The only way I know to overcome fear is to lean into it, to do the thing that scares me often enough that it loses its power to paralyze me, and keep me from the thing that I want, or need to do.

One of the most helpful books I read last year is called The War of Art, by Stephen Pressfield. If you haven’t already heard of it, go find it and buy it. It’s one of the main reasons I actually finished the first draft of my book.
He says that anytime you try to do something that takes you up a level or makes the world a better place, or you a better person, in any way, anything to try to create or accomplish that is worth doing will meet with Resistance. And he personifies resistance as a force that opposes all of these things. Resistance will use fear to try and stop you. His theory is that you can use that as a guide. The thing that you are the most afraid to try or do, that’s probably the thing that it’s most important that you do do, and set your hand to. That is the gift you need to give to the world.
Resistance will try and stop you by making you afraid. If it’s worth doing you have to accept that you will never not be afraid. You just have to do it anyway. Step into your fear.
For me, that’s starting this channel. I’ve thought about it for years. It took me a long time to figure out exactly what I wanted to say, and focus on, and do with it, but I have known for a long time that this is a thing I should try. And one of the reasons I know it’s important, at least for me, that I give it a chance and commit to doing it, is because it scares the snot out of me. What if it sucks? What if I don’t actually know anything about any of the things I think I’ve learned and could share that are helpful? What if no one watches or listens? What if a lot of people watch and listen? I can’t really decide which is more terrifying. 
Making this next episode took me two months of working up the courage to do it, and finding the words I needed. (Well, I did have COVID in there, so part of that month I was just sleeping and coughing.)
But if I waited until I stopped feeling afraid to do this, it would never get done. The only way to get past this fear, or any fear, is to feel the fear, and do it anyway, and keep doing it, because that’s what courage is. 
I want to leave you with a quote I love. Because it’s kind of the flip side of the decision making matrix presented by Stephen Pressfield, which is you need to press toward the thing that most scares you. In other words, 

make the most courageous choice that you can think of to make.

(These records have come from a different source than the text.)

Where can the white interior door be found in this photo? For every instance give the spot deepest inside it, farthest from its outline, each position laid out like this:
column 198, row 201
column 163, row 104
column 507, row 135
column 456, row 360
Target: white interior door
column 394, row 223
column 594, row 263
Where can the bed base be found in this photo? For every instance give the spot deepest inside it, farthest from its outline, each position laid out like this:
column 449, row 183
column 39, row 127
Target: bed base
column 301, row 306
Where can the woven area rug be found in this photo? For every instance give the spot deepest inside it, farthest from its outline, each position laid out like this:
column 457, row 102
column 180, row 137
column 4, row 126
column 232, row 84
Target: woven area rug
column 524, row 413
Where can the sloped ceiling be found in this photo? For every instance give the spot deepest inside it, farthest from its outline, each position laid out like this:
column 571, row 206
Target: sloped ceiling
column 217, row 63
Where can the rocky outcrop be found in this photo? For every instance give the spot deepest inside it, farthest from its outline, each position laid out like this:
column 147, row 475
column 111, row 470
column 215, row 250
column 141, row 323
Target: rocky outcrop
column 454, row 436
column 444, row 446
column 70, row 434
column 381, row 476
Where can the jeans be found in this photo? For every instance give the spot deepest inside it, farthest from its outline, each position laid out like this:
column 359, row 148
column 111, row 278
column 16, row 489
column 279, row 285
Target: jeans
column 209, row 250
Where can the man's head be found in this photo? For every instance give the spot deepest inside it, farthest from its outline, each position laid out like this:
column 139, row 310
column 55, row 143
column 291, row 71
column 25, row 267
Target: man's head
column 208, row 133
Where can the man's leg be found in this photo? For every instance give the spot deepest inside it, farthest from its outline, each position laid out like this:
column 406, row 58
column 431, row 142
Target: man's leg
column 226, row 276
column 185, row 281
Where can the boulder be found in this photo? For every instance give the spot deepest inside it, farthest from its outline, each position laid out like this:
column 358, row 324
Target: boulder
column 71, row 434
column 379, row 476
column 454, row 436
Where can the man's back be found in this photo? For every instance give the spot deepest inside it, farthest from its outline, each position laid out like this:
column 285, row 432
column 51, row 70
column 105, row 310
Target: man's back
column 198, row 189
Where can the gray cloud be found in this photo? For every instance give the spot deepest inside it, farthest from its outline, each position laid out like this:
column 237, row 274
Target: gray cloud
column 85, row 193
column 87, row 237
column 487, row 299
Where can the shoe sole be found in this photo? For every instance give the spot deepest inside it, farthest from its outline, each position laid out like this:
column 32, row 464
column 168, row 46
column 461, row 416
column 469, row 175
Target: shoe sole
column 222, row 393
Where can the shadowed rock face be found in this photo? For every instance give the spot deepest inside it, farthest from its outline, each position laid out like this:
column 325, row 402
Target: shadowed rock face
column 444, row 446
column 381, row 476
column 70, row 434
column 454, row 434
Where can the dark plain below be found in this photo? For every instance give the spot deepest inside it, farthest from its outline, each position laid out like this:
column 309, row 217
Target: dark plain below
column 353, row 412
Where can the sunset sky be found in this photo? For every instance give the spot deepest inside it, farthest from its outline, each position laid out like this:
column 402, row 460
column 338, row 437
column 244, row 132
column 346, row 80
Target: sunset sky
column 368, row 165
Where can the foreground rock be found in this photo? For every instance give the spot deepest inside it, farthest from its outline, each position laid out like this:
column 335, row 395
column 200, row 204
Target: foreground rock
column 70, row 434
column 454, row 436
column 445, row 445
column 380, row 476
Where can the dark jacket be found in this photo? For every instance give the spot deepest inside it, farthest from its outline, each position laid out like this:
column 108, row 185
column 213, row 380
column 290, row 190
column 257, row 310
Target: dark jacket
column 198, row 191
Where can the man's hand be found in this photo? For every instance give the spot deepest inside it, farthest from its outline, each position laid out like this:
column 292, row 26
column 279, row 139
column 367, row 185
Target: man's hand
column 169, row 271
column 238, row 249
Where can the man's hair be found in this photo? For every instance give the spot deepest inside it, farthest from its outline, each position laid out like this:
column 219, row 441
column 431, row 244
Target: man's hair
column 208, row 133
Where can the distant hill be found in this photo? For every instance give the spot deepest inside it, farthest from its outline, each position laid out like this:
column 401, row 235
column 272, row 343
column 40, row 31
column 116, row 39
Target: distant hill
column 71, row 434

Nelson Mandela once said, “May your choices reflect your hopes, not your fears.” (I misquoted this in the recording.)
Fear is a bad decision making matrix. What it tells you to worry about isn’t true. It amplifies all the bad that can happen, and makes it bigger than all the good that is possible.
So if there is one thing this week that you know would be good to do, and the reason you haven’t done it yet is because you are afraid. I encourage you to take at least one little step in that direction. Look at it carefully, and see if you can see that there are no actual monsters out there in the dark.